Mas depois, chegava a parte de vestir o pijama e arranjar-me para dormir, efectivamente. E aí, meus amigos, caía na dura realidade - não estava na minha cama, no meu quarto, na minha casa. Pasmem-se, eu já sabia de antemão que era isso que ia acontecer. Mas só naquele momento parecia real. Só ali se concretizava. E descobria, afinal, que tudo o que eu queria era estar em casa. Quando toda a euforia de estar num sítio diferente do habitual e sem os meus mais próximos se esvaía, só queria voltar ao aconchego diário.
Há um clássico familiar, quando eu tinha uns 5 anos. Não sei bem, mas ainda era pequena. E fui passar uns dias a casa dos meus padrinhos. No início, pareceu-me uma óptima ideia. Ia, consequentemente, passar uns dias por lá. A minha mãe arranjou-me a mala. Provavelmente foi assim que aconteceu. Se escolhi alguma coisa, foram os brinquedos. O que me lembro, e que se conta como uma espécie de lenda, é que ainda nem a viagem tinha 5 minutos quando eu, já ensonada, disse “se estivesse em casa, a minha mãe já me tinha feito a cama”. Naquele momento, já não me devia parecer boa ideia ter deixado o meu lar, e assaltavam-me pensamentos em que os meus pais estavam tristes, à janela, a aguardar de forma impaciente o meu regresso. Em que estavam abalados com o facto de não terem a criança para ir deitar. Se calhar, nem era assim que se processava e até era um alívio uns dias de descanso de mim, mas o que é certo é que eram estas as imagens projectadas pelo meu cérebro.
A conclusão é que é bom viver aventuras, ver coisas novas e criar novas memórias, mas poder regressar a casa rapidamente. Hoje conservo esta dificuldade em deixar a casa para ir para outros locais, ainda que saiba que é temporário. Sempre, ou quase sempre, por períodos curtos. Muitas vezes ainda nem parti e já estou a sonhar com o momento do regresso. Quando passa o frenesim de empacotar os pertences, averiguar o que é preciso, ver se nenhuma torneira ficou a correr ou se não deixei o ferro de passar ligado à tomada, ir já não me parece uma ideia tão promissora como parecia antes, durante o planeamento, em que tudo eram expectativas.

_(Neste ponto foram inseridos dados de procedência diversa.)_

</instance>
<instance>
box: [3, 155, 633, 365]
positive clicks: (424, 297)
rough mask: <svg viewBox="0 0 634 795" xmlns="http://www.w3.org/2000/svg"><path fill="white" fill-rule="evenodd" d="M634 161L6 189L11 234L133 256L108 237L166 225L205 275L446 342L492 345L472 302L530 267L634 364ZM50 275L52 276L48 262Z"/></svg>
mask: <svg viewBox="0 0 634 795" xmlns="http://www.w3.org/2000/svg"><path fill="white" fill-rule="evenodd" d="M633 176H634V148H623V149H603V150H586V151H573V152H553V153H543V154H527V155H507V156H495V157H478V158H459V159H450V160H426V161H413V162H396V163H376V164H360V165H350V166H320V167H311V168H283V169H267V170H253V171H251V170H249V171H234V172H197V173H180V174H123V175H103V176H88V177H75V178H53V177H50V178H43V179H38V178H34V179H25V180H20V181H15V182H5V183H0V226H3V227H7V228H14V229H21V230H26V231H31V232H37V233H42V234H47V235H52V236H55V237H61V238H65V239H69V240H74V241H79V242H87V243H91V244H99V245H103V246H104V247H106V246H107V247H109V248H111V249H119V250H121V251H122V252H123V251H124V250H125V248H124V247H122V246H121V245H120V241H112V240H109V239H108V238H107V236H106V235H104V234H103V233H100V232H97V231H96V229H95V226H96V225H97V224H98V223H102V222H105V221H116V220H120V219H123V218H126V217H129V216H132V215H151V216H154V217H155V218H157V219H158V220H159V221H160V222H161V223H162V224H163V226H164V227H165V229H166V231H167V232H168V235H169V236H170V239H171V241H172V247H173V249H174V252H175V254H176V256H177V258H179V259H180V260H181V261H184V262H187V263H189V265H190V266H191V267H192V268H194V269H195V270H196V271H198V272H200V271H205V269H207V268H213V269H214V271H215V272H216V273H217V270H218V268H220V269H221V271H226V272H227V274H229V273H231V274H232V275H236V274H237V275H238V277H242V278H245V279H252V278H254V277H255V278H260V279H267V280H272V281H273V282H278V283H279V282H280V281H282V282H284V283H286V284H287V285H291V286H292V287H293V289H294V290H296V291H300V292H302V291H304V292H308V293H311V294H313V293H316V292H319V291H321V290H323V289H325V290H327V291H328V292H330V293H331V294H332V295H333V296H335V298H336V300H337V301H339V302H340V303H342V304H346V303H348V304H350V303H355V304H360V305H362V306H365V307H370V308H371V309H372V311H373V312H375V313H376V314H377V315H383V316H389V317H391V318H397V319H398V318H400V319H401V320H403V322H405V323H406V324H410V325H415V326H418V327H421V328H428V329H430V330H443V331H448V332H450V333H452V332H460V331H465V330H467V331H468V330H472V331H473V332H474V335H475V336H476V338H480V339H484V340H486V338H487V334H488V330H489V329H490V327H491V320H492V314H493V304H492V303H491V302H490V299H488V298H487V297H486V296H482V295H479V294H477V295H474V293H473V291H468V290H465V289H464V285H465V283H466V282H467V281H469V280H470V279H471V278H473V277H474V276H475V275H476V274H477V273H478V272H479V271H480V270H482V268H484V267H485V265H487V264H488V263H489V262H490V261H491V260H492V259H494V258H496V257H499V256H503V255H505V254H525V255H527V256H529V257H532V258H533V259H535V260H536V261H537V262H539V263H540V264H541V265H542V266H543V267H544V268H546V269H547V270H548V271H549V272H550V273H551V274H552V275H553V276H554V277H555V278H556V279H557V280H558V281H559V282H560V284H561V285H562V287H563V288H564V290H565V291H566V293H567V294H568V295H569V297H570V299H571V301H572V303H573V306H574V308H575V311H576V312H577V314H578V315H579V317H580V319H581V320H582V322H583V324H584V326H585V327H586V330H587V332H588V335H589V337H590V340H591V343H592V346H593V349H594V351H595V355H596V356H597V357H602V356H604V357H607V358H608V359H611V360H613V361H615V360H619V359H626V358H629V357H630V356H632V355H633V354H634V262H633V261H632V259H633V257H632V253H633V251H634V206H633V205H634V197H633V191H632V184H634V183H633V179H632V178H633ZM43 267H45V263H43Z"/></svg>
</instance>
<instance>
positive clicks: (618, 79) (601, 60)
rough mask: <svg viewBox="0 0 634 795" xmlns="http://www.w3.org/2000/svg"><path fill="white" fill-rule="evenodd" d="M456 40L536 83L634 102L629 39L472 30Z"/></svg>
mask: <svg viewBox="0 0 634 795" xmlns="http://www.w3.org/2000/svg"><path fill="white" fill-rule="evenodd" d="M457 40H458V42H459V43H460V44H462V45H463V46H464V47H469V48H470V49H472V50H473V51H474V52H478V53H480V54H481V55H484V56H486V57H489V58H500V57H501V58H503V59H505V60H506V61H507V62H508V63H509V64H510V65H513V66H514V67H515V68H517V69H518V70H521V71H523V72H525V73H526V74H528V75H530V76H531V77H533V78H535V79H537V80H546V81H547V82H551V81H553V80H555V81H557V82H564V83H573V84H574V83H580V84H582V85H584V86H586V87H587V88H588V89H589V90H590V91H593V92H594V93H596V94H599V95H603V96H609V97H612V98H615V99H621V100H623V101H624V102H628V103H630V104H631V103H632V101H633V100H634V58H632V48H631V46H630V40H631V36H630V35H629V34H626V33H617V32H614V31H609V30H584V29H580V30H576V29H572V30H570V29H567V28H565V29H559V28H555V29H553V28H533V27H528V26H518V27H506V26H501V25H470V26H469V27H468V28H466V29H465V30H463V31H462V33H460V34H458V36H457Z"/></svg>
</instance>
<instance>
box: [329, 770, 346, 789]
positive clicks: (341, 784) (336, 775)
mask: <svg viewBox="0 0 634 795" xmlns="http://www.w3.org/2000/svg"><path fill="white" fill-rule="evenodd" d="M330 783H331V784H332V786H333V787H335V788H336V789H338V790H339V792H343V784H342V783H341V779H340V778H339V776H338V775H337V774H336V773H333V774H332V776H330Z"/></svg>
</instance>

O ideal é ir ver coisas novas e voltar logo. Voltar para o aconchego, onde sei onde estão as coisas e onde está tudo o que preciso. Na minha cabeça, este é o ideal. Nem sempre é possível assim, até que finalmente alguém invente o raio do tele-transporte. Como é que ninguém está a investir nisso? Não sei. Se eu fosse cientista ou de uma dessas novas engenharias, era o que queria inventar - o tele-transporte. Se eu tivesse 5 anos, num banco de trás do carro dos meus padrinhos, era o que me parecia bem. Ficar no meu ninho, onde eu conheço e me sinto bem. Onde está tudo o que preciso. Na minha casa. De preferência, na minha casa de quando tinha 5 anos, com a minha família para me aconchegar nos lençóis.